Personal information
- Born: March 18, 1903 Moncton, New Brunswick, Canada
- Died: September 19, 2003 (aged 100) Ottawa, Ontario, Canada

Career history
- 1928–1934: Montreal AAA Winged Wheelers

Awards and highlights
- Grey Cup champion (1931); Jeff Russel Memorial Trophy (1931); CFL Eastern All-Star (1932);
- Canadian Football Hall of Fame (Class of 1970)

= Gordie Perry =

Canadian football player

Clarence Gordon Perry Sr. (March 18, 1903 – September 19, 2003) was a star football player in the Interprovincial Rugby Football Union (predecessor to the Canadian Football League's (CFL) East Division) for the Montreal AAA Winged Wheelers. He was inducted into the Canadian Football Hall of Fame in 1970 and into the Canada's Sports Hall of Fame in 1975.

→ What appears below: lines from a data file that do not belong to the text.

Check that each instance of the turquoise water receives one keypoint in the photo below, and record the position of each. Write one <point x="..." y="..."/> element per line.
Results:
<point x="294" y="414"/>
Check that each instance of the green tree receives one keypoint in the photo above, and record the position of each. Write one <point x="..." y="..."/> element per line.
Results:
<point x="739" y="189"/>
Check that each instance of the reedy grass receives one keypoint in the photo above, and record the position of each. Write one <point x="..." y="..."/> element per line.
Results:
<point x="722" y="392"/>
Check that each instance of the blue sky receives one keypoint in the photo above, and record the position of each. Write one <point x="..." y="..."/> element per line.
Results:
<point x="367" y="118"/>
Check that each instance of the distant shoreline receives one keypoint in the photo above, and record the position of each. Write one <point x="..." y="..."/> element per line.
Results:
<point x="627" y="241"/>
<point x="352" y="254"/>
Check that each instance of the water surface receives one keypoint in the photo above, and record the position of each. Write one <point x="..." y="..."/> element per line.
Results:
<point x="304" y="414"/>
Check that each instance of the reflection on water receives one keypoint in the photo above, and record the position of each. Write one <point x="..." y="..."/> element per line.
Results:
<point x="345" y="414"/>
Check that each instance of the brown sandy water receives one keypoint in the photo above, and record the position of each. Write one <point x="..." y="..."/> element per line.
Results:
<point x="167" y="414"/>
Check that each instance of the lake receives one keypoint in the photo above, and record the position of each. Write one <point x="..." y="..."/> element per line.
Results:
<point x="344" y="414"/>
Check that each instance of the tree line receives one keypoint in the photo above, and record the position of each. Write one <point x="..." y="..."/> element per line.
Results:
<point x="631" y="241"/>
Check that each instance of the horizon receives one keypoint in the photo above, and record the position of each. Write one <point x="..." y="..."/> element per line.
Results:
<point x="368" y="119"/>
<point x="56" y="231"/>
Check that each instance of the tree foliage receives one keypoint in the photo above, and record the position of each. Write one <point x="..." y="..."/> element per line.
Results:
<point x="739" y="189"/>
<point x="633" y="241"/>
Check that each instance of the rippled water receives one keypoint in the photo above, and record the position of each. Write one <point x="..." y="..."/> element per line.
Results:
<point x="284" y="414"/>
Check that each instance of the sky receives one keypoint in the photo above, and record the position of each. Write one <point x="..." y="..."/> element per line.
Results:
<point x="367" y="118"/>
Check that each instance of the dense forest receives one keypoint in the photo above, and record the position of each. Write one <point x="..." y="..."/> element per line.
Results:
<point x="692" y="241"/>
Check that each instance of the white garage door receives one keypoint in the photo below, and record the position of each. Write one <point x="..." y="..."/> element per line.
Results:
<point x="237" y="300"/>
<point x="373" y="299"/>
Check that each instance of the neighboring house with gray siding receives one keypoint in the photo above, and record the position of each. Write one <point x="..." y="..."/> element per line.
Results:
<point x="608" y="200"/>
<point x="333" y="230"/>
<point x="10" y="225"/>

A multi-sport athlete, Perry was also a life member and past president of the Ottawa Curling Club. Since 1961, the club has held the year-ending "Gordie Perry Bonspiel" in his honour. Perry won the "Royal Jubilee" curling title in 1953 using iron stones, and then won the title again in 1956 using granite. He was also the past president of the Governor General's Curling Club. He was the skip of one of the two Ottawa Curling Club rinks that won the Quebec Challenge Cup in 1957.

Perry, nicknamed the "Galloping Ghost" also played baseball. He played centre-field in the Montreal City Baseball League, where he was a two-time batting champion and led the league in stolen bases five times.

==Personal life==
Perry worked for the Royal Bank of Canada, and lived on Billings Avenue in Alta Vista, Ottawa and had three children. In addition to football, curling and baseball, he also boxed, swam, did track and field and badminton.